In addition to the coronavirus and its implications, the U.S. dollar is the big issue – ideally the dollar needs to weaken relative to emerging market currencies.
Suggest watching both FRA Roundtable Insight podcasts from last week, with Dr. Lacy Hunt and with the 4 Horsemen: David Rosenberg, Yra Harris, Peter Boockvar and Jim Bianco. We will likely see both demand shock and supply shock effects from the coronavirus ripping through the economy and financial markets.
Of particular note, there is record low unemployment in the U.S. but if demand shock effects hit, this number will grow dramatically, and we will then likely see a significant level of liquidation of all kinds of asset classes.
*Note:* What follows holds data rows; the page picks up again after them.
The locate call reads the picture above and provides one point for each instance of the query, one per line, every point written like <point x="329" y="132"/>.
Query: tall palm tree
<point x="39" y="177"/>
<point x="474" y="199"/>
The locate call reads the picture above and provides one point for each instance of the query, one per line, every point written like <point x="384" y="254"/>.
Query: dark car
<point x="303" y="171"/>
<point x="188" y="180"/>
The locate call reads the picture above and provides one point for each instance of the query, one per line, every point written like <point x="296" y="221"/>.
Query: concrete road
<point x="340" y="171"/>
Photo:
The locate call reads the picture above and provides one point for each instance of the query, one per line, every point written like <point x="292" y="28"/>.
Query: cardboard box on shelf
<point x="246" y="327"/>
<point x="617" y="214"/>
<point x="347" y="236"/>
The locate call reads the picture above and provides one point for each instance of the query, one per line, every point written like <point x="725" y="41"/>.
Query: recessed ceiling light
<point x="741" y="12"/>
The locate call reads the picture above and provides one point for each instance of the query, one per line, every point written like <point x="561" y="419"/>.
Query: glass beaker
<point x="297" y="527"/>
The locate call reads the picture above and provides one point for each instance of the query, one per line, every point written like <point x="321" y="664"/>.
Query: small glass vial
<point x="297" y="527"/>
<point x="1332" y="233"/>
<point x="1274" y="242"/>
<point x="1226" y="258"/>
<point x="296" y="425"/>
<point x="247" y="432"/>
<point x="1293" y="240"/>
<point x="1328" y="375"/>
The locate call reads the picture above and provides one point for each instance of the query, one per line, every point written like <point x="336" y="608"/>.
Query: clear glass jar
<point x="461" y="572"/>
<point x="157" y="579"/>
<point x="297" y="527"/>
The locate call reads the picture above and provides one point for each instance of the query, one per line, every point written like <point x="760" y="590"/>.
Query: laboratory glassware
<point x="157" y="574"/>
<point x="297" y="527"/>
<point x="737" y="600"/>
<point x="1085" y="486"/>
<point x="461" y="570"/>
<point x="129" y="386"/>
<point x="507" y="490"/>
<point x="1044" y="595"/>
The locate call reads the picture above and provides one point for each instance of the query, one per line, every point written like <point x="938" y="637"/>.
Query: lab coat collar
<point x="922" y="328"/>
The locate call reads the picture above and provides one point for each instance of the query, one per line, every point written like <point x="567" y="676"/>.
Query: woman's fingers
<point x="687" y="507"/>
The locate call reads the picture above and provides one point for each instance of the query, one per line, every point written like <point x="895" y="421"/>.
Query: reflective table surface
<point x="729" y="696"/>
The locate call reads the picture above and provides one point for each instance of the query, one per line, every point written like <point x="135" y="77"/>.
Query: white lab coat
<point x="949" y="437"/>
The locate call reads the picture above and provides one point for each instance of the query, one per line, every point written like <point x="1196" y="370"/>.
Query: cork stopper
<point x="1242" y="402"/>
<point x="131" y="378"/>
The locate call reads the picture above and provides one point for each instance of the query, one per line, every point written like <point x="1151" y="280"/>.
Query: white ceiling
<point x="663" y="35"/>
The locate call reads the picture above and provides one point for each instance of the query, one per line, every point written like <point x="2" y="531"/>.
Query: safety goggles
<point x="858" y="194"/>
Also of particular note is the 25 year low in the Bloomberg Commodity Index, this is all pointing to a potential deflationary scenario, and if the Fed cuts interest rates in an attempt to weaken the dollar (strengthening emerging market currencies and commodity prices), it could have major political fallout with U.S. Presidential candidate Bernie Sanders then likely to call out how the Fed and current Administration only care for the “financial class”.
Flexibility is warranted in central bank policy and any interest rates cuts by central banks should be prefaced with “economic precaution” wording to minimize misunderstanding of changes to monetary policies.